Behind on the electric bill,
car tires bald, the twit once
hocked my high school class ring
to buy an ounce of pot.

I admit it. I allowed myself
to be diminished way too long.
I might never have culled my courage
had it not been for the baby,
the way he carefully cupped my jaw
as I lifted him from the jumper.
Love is or it ain’t.

*

Hanky-Panky Poker

We women dressed as if headed
to the French Riviera—frilly skirts,
teased-up hairdos, shiny lip gloss.
The men wore flannel shirts,
stunk of sour mash and tobacco.

It got intense. Five Card Draw,
nickel ante, quarter limit—
Texas Hold’em if we drank tequila shots.
There were some shining moments
before the whole shebang went briny.

Sarah Sipple called a nature break,
gone too long to the facilities
and Danny Munford who’d stepped outside
to do the same, got caught bare-assed,
Levi’s around his ankles, rutting Sarah
like some randied white tail buck.

All things considered, we switched
to Euchre, less hard liquor,
more chips and dip.
Danny Munford went tail-ass-tits to the wind.
Phil Sipple got hisself a new partner.

*

Kari Gunter-Seymour is the Poet Laureate of Ohio.

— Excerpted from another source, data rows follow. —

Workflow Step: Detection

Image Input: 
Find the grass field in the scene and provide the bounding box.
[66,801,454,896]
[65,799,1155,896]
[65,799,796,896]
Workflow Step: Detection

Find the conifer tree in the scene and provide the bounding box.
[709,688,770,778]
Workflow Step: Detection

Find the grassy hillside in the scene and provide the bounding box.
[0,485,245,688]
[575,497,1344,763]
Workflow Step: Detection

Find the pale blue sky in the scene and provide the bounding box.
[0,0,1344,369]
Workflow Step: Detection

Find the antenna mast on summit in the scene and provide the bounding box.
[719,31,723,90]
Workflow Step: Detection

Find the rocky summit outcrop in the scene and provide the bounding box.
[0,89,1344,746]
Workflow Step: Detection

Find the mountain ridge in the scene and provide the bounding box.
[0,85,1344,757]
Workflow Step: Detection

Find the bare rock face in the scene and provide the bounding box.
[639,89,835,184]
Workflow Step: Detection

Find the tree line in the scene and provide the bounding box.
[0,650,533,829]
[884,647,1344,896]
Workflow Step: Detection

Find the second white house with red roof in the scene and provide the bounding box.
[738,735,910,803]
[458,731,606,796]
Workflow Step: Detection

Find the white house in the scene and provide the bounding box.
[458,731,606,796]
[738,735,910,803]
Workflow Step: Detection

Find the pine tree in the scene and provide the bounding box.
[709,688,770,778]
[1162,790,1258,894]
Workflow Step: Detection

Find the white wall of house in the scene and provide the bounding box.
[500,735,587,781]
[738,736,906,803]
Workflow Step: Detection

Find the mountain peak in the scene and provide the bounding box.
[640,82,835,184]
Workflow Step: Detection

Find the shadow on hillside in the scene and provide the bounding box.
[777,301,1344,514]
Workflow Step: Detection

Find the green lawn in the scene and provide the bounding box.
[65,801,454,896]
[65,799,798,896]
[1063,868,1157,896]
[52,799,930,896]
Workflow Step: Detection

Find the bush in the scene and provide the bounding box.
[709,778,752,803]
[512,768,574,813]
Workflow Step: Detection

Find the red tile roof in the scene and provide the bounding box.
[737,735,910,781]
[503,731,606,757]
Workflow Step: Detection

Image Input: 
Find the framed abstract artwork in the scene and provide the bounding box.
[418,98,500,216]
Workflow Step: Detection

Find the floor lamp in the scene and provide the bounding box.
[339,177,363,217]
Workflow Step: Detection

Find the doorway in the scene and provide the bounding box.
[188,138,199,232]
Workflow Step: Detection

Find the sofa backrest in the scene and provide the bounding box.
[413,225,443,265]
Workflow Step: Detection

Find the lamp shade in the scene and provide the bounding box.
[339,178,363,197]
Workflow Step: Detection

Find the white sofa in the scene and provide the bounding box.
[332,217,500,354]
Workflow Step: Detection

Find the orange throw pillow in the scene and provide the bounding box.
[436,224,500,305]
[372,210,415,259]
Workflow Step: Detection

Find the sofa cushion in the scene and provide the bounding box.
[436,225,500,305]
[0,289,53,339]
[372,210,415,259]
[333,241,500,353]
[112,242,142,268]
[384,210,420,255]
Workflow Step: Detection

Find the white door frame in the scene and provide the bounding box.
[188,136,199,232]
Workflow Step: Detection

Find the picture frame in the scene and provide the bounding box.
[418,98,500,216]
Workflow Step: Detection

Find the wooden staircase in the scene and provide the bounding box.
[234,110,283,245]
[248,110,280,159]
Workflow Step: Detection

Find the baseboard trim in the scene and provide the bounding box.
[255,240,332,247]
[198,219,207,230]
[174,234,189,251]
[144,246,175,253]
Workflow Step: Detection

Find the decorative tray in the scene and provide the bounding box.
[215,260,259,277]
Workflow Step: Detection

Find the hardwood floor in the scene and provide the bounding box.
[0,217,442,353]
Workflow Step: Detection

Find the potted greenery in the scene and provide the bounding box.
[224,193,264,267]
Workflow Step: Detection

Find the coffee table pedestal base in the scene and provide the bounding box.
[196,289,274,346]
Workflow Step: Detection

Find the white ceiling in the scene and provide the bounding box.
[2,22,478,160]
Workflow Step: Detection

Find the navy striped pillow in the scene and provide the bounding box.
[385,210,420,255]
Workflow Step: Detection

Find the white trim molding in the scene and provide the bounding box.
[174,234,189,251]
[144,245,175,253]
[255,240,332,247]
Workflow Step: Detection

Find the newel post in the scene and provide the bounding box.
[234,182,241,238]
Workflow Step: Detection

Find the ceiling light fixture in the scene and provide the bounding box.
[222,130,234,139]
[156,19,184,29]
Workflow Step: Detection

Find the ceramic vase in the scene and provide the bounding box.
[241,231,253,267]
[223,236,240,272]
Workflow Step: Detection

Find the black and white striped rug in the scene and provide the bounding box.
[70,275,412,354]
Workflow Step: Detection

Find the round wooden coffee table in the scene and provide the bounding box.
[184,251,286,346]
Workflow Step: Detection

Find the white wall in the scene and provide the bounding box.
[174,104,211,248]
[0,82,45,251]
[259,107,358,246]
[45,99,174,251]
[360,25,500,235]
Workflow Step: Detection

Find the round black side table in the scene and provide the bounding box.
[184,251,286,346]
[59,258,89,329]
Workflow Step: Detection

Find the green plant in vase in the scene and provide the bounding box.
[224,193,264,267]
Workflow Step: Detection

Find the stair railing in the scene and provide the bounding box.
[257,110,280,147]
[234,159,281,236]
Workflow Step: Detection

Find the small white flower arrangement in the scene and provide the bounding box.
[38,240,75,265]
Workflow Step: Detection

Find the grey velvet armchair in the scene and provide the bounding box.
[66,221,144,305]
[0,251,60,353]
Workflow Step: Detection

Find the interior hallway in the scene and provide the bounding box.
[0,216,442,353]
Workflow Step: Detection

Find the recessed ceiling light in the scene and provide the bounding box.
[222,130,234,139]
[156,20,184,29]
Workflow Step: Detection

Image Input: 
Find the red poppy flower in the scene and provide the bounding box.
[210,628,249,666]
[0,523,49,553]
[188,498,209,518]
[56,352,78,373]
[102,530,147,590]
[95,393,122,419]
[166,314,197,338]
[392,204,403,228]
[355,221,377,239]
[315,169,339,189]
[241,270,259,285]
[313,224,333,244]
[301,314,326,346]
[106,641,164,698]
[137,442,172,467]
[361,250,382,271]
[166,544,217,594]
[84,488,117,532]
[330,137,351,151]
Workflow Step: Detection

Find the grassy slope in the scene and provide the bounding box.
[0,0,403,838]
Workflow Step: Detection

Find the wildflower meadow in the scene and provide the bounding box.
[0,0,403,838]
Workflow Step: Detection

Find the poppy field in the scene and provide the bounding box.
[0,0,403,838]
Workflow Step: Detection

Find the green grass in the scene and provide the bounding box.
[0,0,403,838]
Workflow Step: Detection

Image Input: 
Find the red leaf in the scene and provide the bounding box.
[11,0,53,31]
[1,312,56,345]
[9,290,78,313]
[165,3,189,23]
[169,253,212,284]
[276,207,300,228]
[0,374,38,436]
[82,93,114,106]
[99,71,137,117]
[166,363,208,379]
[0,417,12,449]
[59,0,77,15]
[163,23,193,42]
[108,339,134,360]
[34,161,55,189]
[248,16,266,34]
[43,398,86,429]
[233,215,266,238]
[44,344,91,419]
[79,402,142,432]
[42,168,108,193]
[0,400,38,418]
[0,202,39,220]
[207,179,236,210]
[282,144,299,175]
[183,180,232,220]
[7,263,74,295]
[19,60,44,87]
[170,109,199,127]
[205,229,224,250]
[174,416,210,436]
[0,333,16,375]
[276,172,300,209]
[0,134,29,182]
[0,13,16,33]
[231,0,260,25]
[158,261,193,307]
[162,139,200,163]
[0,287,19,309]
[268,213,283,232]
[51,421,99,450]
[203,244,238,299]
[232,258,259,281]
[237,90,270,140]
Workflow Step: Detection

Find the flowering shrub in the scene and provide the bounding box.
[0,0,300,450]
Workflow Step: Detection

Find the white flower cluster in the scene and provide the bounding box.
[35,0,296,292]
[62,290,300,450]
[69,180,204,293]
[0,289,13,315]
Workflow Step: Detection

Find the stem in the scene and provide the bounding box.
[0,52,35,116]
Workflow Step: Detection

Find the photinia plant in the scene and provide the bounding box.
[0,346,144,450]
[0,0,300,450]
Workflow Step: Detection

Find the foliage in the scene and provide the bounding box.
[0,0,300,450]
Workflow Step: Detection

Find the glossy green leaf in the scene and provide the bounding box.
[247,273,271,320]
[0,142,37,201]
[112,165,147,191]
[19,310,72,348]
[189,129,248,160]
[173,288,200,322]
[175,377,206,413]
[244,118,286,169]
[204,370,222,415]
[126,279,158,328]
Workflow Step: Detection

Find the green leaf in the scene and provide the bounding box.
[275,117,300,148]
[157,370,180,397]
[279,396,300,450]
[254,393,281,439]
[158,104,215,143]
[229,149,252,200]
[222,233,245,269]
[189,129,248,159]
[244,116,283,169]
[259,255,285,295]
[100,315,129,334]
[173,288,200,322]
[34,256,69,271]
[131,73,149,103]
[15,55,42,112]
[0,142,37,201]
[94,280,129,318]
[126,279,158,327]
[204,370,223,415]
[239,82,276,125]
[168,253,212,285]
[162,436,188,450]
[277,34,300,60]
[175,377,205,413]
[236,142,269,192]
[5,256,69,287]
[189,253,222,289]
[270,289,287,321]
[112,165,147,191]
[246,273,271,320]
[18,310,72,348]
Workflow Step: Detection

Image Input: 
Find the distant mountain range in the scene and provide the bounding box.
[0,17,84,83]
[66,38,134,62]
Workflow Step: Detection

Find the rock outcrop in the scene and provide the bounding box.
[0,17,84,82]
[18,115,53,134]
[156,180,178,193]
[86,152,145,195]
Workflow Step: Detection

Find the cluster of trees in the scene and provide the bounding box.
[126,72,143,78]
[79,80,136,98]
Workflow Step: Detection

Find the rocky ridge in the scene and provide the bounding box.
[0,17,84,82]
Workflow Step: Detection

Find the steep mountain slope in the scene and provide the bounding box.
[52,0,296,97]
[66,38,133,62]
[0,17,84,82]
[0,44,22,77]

Her poetry collections include Alone in the House of My Heart (Ohio University Swallow Press, 2022) and A Place So Deep Inside America It Can’t Be Seen (Sheila Na Gig Editions, 2020), winner of the 2020 Ohio Poet of the Year Award. Her work has been featured on Verse Daily, Cultural Daily, World Literature Today, the New York Times and Poets.org. A ninth generation Appalachian, she is the editor of I Thought I Heard A Cardinal Sing: Ohio’s Appalachian Voices, funded by the Academy of American Poets and the Andrew W. Mellon Foundation, and the Women of Appalachia Project’s anthology series, Women Speak. Gunter-Seymour is a retired instructor in the E.W. Scripps School of Journalism at Ohio University; the founder, curator, and host of Spoken & Heard, a seasonal performance series featuring poets, writers, and musicians from across the country; an artist in residence at the Wexner Center for the Arts and a 2022 Pillar of Prosperity Fellow for the Foundation for Appalachian Ohio.